Pensando en eso de tomar distancia, creo que hay algo que se viene incubando desde hace muchos años, muchas décadas, y que está en el centro de las protestas actuales. Me refiero a la insatisfacción de los jóvenes, que son la gran mayoría de los que están protestando, a su sensación de que tienen un futuro incierto o, peor aún, ciertamente adverso, a su percepción de que están en una sociedad que no los reconoce, que los menosprecia.
En el centro de esas sensaciones está el problema de la educación o, mejor, de la falta de una educación de calidad que les permita ingresar al mercado laboral. En Colombia tenemos un sistema educativo muy particular, distribuido casi por partes iguales entre educación privada y educación pública. En muchos otros países, sobre todo en los más desarrollados, no ocurre eso y es el Estado el que tiene a su cargo la responsabilidad esencial de ofrecer educación a los niños y jóvenes. En Colombia, en cambio, hubo un aumento extraordinario de la oferta privada de educación que llevó al Estado a desentenderse del asunto. Es difícil valorar esta educación privada porque en ella hay mucha diversidad en términos de calidad, estratos sociales y orientación religiosa. Pero, en general, es una educación en la que el sentido comercial y la orientación doctrinaria pesan demasiado, lo cual no es bueno.
Pero quizás lo más particular del sistema educativo colombiano es la separación de las clases sociales. En Colombia los hijos de los ricos suelen estudiar en colegios exclusivos de buena calidad y los hijos de los pobres, en colegios públicos o privados de regular o mala calidad. Cuando se trata de campesinos pobres, alejados de los centros urbanos, de indígenas o de comunidades negras, la segregación es incluso más dramática. Los espacios de educación pluriclasista, en los que confluyen todas las clases sociales para recibir una buena educación son escasos, incluso son cada vez más escasos. Mientras en las grandes democracias del mundo la educación sirvió, entre otras cosas, para formar ciudadanos, o por lo menos para limar los recelos y los miedos entre las clases sociales, en Colombia tenemos una educación segregada que reproduce las clases sociales y la desconfianza entre ellas.
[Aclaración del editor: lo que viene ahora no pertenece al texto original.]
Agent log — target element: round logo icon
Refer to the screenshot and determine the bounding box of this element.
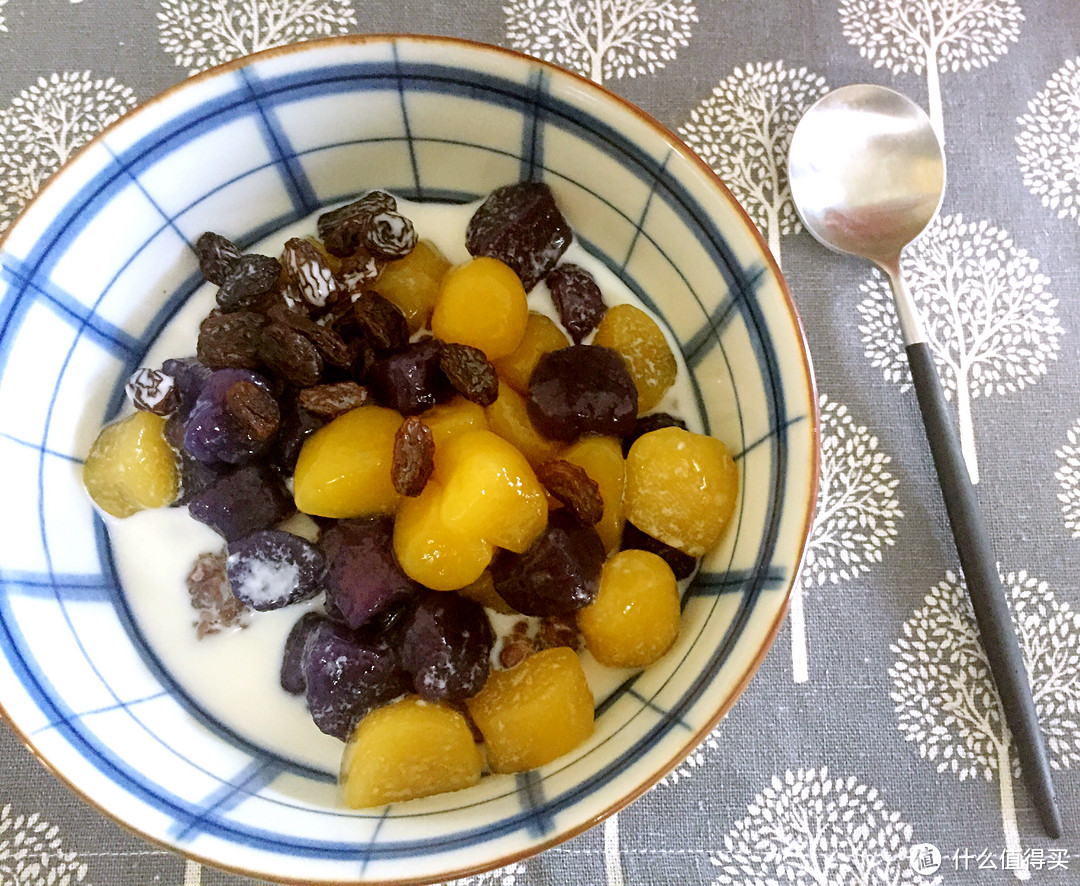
[910,843,942,875]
Los gobiernos, las élites y la sociedad en general han visto esta situación con indolencia, como si se tratara de hechos normales. ¿Hace cuántas décadas que el Estado no construye un gran campus universitario como el de la Universidad Nacional en Bogotá o el de la Universidad de Antioquia en Medellín? La universidad pública tiene un presupuesto congelado desde 1993, es decir, hace casi 30 años. Desde la década de los 70 los gobiernos y las élites de este país ven con desconfianza y menosprecio a los jóvenes de las universidades públicas y tienen una visión simplista, casi de caricatura, de sus aspiraciones y de su manera de pensar. Estas marchas son, entre otras muchas cosas, una protesta contra esa falta de reconocimiento.
Digo todo esto tratando de entender lo que están sintiendo los jóvenes que marchan y para mostrar que no solo tienen rabia y miedo sino también esperanza. Una esperanza que es la del país mismo. Ojalá el Gobierno y la sociedad los oigan.